Now they are playing Samson, not Delilah. They are determined to pull down the temple on themselves.

Wilson-Raybould talks about "her truth." But one's version of the truth is affected by one's experience -- which means that truth has different shades:

In life, though, there is more than one truth. Both former ministers have yet to prove why their truth is so superior that they have lost confidence in their government, and why their colleagues and Canadians should, too.
So now, persuaded of their own wisdom, these stern daughters of the voice of God have put everything they’ve achieved in cabinet at risk. This is either naïveté or presumption.
If we accept their judgement, the prime minister has to go. Do they want his job? That might explain things.

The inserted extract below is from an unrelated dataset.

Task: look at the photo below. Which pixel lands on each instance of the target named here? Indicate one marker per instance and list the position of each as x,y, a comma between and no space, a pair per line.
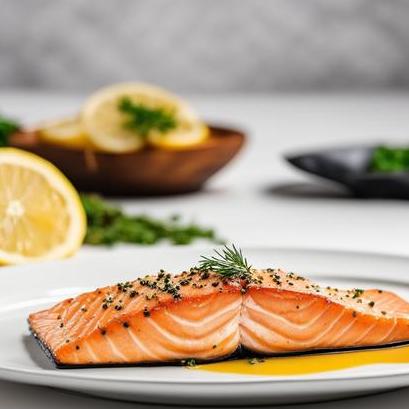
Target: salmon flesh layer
200,315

Tom Walkom writes that Trudeau's truth and Wilson-Raybould and Philpott's truths are mutually exclusive. They can't be finessed. Someone has got to go.

We'll see.

Tuesday, March 05, 2019

Out Of The Frying Pan

Yesterday, things got a lot worse for Justin Trudeau's government. Jane Philpott's resignation has sent shock waves through Ottawa. The Liberals are out of the frying pan and into the fire. Chantal Hebert writes:

Until late Monday, most Liberals believed that now that Wilson-Raybould had laid her cards on the table and described what she called sustained attempts of high-level political interference in the legal handling of SNC-Lavalin’s legal file, the worst was behind them.
They stand to be more shaken by this second resignation than they were by anything they heard over the course of the former attorney general’s testimony last Wednesday.

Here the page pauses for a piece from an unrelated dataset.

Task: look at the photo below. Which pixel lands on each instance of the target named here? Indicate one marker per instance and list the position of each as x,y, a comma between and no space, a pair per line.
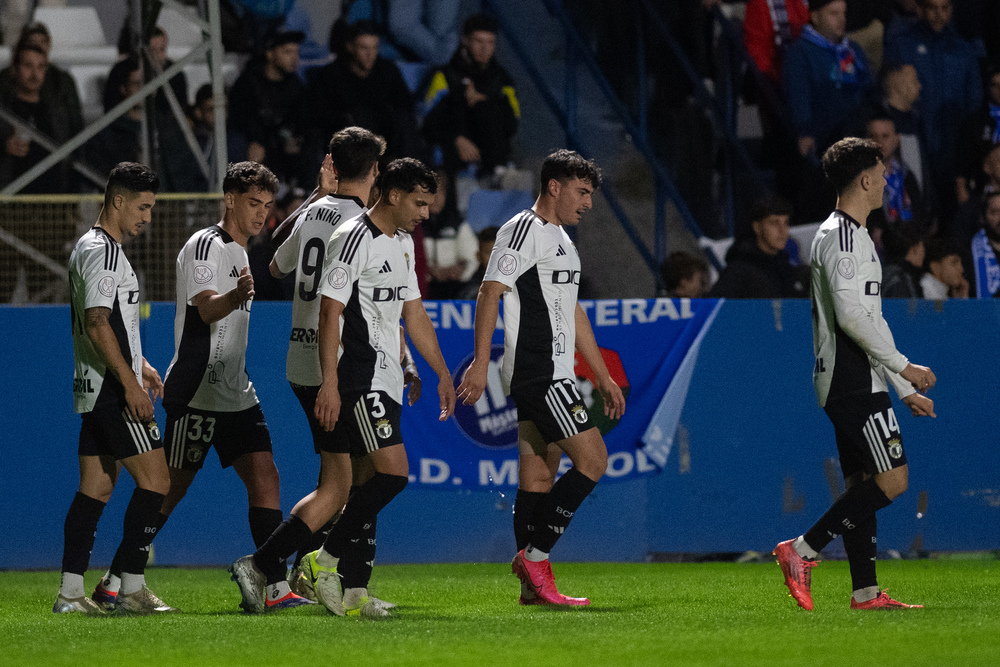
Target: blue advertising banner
644,343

Wilson-Raybould and Philpott are friends and they dislike taking orders from the Prime Minister's Office:

Over the past three years, both have butted heads with the PMO over various files. There is no doubt that they have often compared notes.
And, yes, there are probably not enough fans of the ex-attorney general left at the cabinet table for this latest resignation to be the start of a chain reaction.
But the former treasury board president was also widely considered both one of the top performers in the Liberal cabinet and one of the government’s steadiest hands. She is a popular member of the Liberal caucus. Like the former attorney general, she plans to remain in that caucus.

Both women are ministers who Trudeau can't afford to lose. To lose them both in a month could be a fatal blow to Mr. Trudeau -- who hasn't offered much in his defence.

This is not how one successfully manages a government.